Monthly Review, juillet août 2006.
De nombreuses économies informelles opérant dans le monde aujourd’hui sont la progéniture de la globalisation et doivent être comprises comme telles. Les débouchés économiques et sociaux pour les personnes occupant un emploi informel — parfois dit "précaire" ou "emploi hors comptabilité" — ainsi que pour leur familles et communautés, sont substantiellement inférieurs à ceux des travailleurs du secteur formel, et le boom actuel de l’activités économique informelle est de mauvais augure pour tout le monde du travail.

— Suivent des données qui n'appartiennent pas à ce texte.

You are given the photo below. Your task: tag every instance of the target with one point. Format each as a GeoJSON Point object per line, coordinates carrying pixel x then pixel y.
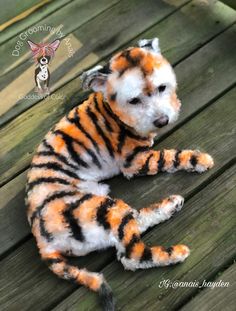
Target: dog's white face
{"type": "Point", "coordinates": [140, 87]}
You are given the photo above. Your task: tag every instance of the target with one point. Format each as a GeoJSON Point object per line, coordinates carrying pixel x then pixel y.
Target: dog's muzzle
{"type": "Point", "coordinates": [162, 121]}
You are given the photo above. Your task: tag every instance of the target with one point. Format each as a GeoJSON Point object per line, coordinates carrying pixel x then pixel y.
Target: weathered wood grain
{"type": "Point", "coordinates": [200, 79]}
{"type": "Point", "coordinates": [70, 17]}
{"type": "Point", "coordinates": [219, 298]}
{"type": "Point", "coordinates": [206, 225]}
{"type": "Point", "coordinates": [28, 18]}
{"type": "Point", "coordinates": [220, 143]}
{"type": "Point", "coordinates": [87, 48]}
{"type": "Point", "coordinates": [10, 11]}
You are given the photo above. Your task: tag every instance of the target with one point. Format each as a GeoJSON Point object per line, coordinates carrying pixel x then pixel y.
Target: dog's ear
{"type": "Point", "coordinates": [95, 78]}
{"type": "Point", "coordinates": [33, 46]}
{"type": "Point", "coordinates": [54, 45]}
{"type": "Point", "coordinates": [150, 44]}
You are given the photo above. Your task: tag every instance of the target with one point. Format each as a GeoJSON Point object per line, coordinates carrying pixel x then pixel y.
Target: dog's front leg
{"type": "Point", "coordinates": [151, 162]}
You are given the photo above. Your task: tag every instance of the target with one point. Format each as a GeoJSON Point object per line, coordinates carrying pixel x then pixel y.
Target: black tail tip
{"type": "Point", "coordinates": [107, 298]}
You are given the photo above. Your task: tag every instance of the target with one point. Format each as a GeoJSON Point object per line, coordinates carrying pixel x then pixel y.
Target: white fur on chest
{"type": "Point", "coordinates": [110, 168]}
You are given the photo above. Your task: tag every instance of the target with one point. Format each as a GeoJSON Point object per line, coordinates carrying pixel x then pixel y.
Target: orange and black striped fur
{"type": "Point", "coordinates": [112, 132]}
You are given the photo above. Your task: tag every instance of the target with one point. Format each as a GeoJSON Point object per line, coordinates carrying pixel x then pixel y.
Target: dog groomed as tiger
{"type": "Point", "coordinates": [112, 132]}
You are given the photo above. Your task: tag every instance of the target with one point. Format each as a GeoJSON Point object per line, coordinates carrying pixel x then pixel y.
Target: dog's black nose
{"type": "Point", "coordinates": [162, 121]}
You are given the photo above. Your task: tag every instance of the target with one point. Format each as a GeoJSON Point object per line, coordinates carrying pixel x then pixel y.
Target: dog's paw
{"type": "Point", "coordinates": [177, 202]}
{"type": "Point", "coordinates": [204, 162]}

Désignées aussi diversement qu’ économies "souterraines", "parallèles", "invisibles", et "black" (comme dans "marché noir"), beaucoup d’économies informelles se sont développées autour des activités économiques de survie de travailleurs exclus de l’économie formelle de leur nation ou région et exploités par des entrepreneurs voulant tirer profit de leur désespoir. Initialement considérées comme un phénomène du tiers-monde et des nations en développement, les économies informelles sont maintenant en expansion rapide dans les économies de marché des nations du monde occidental, y compris aux Etats-Unis.

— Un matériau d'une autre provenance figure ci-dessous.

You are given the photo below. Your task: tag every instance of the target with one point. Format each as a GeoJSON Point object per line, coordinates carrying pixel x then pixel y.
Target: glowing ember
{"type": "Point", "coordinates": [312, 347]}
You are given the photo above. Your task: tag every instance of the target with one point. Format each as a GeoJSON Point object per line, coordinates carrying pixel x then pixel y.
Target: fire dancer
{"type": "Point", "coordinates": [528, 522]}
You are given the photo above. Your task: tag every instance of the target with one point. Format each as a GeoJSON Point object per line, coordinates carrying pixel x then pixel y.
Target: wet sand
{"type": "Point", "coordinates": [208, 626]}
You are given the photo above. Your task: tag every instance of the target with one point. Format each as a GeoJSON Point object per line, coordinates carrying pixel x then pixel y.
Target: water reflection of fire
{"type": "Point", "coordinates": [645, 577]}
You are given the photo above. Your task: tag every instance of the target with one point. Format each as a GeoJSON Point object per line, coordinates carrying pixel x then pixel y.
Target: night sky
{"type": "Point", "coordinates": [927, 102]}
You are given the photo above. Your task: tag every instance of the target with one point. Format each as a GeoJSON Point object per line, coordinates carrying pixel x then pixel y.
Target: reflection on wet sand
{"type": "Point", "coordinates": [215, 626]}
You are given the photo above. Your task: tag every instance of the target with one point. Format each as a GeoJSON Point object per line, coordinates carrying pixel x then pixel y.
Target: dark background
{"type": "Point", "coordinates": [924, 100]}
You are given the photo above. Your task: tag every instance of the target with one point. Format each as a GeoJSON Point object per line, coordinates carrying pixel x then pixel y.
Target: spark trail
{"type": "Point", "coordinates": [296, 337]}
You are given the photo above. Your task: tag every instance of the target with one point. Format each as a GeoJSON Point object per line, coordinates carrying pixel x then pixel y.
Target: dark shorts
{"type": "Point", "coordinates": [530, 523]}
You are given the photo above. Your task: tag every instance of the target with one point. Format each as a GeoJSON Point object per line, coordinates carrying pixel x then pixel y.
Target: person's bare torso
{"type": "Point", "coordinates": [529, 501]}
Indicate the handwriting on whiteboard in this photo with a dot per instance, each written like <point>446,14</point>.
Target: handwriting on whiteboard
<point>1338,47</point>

Le travail dans l’économie informelle contraste nettement avec l’emploi formel : salaires et conditions de travail sont d’un niveau inférieur ; il n’y a pas de garantie du minimum ou du maximum d’heures de travail, ni de jours fériés chômés et payés ou de congés payés ; les discriminations de genre, ethniques et raciales sont incontrôlées et systématiquement exploitées ; il n’y a pas d’obligation en matière de santé ou de règles de sécurité qui protègent les travailleurs des blessures ou décès au travail et ils n’ont pas droit aux traditionnels avantages de l’emploi dans l’économie formelle : indemnisation des accidents du travail, assurance maladie, chômage et vie, retraites. Inutile de dire que peu de travailleurs rejoignent le monde du travail informel volontairement - l’immense majorité est recrutée essentiellement à cause du désespoir économique - qui n’est pas atténué par même un filet de sécurité sociale minimal.
La participation des travailleurs à l’économie informelle est un phénomène complexe. Bien que les travailleurs immigrés jouent un rôle très important dans l’économie informelle étatsunienne, les travailleurs natifs du pays y contribuent aussi. Ces travailleurs du secteur informel comprennent des groupes aussi radicalement différents que des professionnels qui font des jobs non déclarés à côté, des travailleurs qualifiés qui se font payer en nature, et des travailleurs natifs du pays qui, à cause des réductions dans les programmes sociaux, doivent accepter le premier travail venu.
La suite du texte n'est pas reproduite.